2

The setup

I have a failover redis setup that consists of three sentinels and two redis servers, which are all on separate boxes.

The setup looks like :

-------------------
| Sentinel1 - AMS |\
------------------- \  ---------------------------
         |           -/| Redis Server1 (M) - FRA |
-------------------  / ---------------------------
| Sentinel2 - FRA |--
-------------------  \ ---------------------------
         |           -\| Redis Server2 (S) - AMS |
------------------- /  ---------------------------
| Sentinel3 - LON |/
-------------------

All sentinels and servers can see each other via VPN.

The configuration for the sentinels is :

# Ansible managed

daemonize yes
pidfile "/var/run/redis/redis-sentinel.pid"
logfile "/var/log/redis/redis-sentinel.log"
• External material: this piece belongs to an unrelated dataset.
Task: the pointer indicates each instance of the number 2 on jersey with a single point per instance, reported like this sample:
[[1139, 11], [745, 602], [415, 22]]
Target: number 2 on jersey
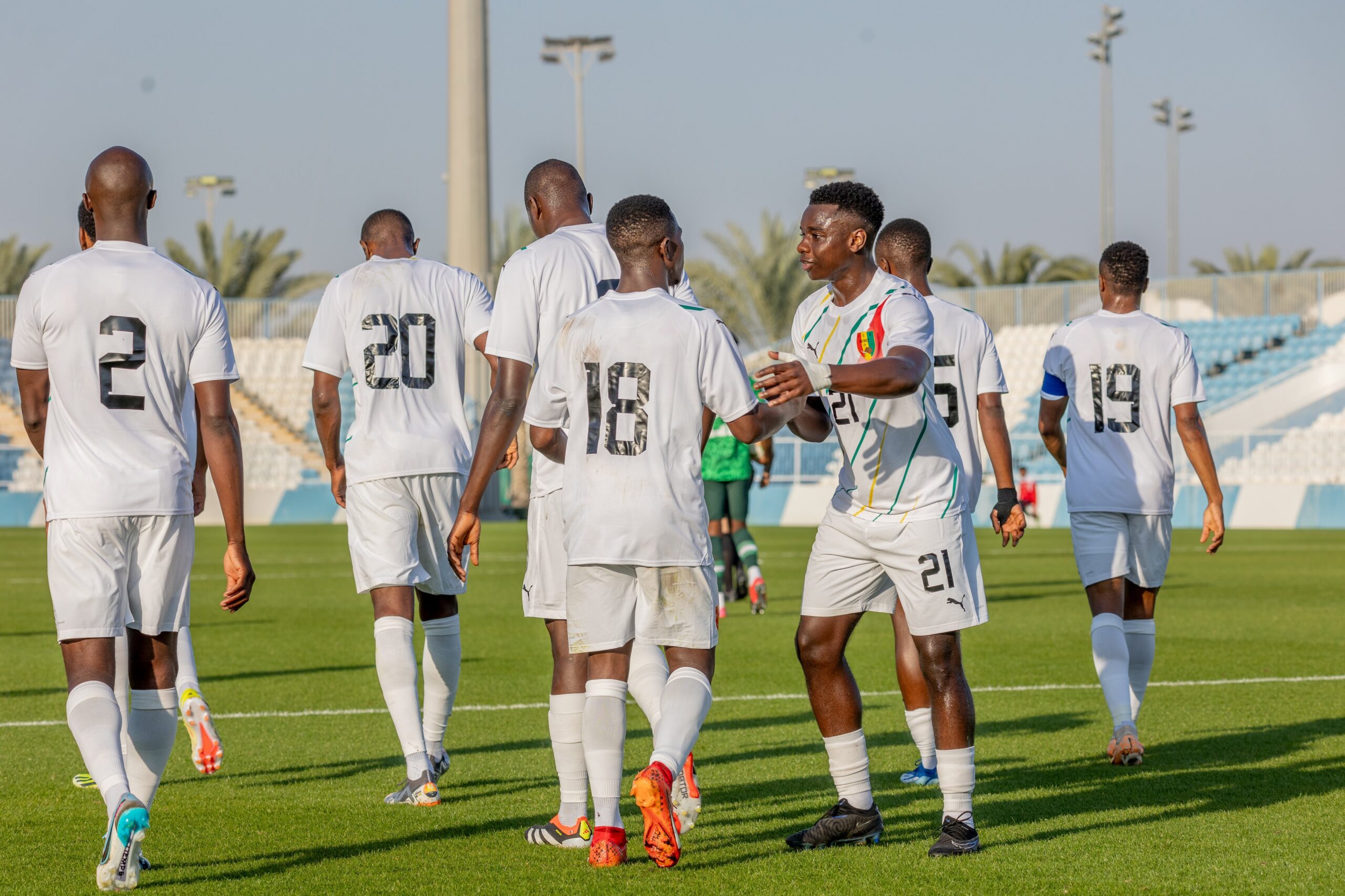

# Note the ip changes for each sentinel  - 12,13,14

bind 192.168.1.14
port 26379
dir "/var/lib/redis"

sentinel monitor q-redis-01 192.168.1.10 6379 2
sentinel down-after-milliseconds q-redis-01 10000
sentinel auth-pass q-redis-01 XXX

And the excerpt configuration for the redis servers is :

# Ansible managed

daemonize yes
pidfile "/var/run/redis/redis-server.pid"
port 6379
tcp-backlog 511

# Note the ip changes for each server  - 10, 11
bind 192.168.1.10

timeout 0
tcp-keepalive 0
loglevel notice
logfile "/var/log/redis/redis-server.log"
databases 10

save 900 1
save 300 10
save 60 10000
stop-writes-on-bgsave-error yes
rdbcompression yes
rdbchecksum yes
dbfilename "dump.rdb"
dir "/var/lib/redis"

masterauth "XXX"

slave-serve-stale-data yes
slave-read-only yes
repl-diskless-sync no
repl-diskless-sync-delay 5
repl-disable-tcp-nodelay no

# Note Server 1 has priority 10 and Server 2 has 20
slave-priority 10

requirepass "XXX"

...

As the configuration in Server2 I also have this line :

slaveof 192.168.1.10 6379

The problem

The setup works and when Server 1 is unreachable, Server 2 is promoted to master.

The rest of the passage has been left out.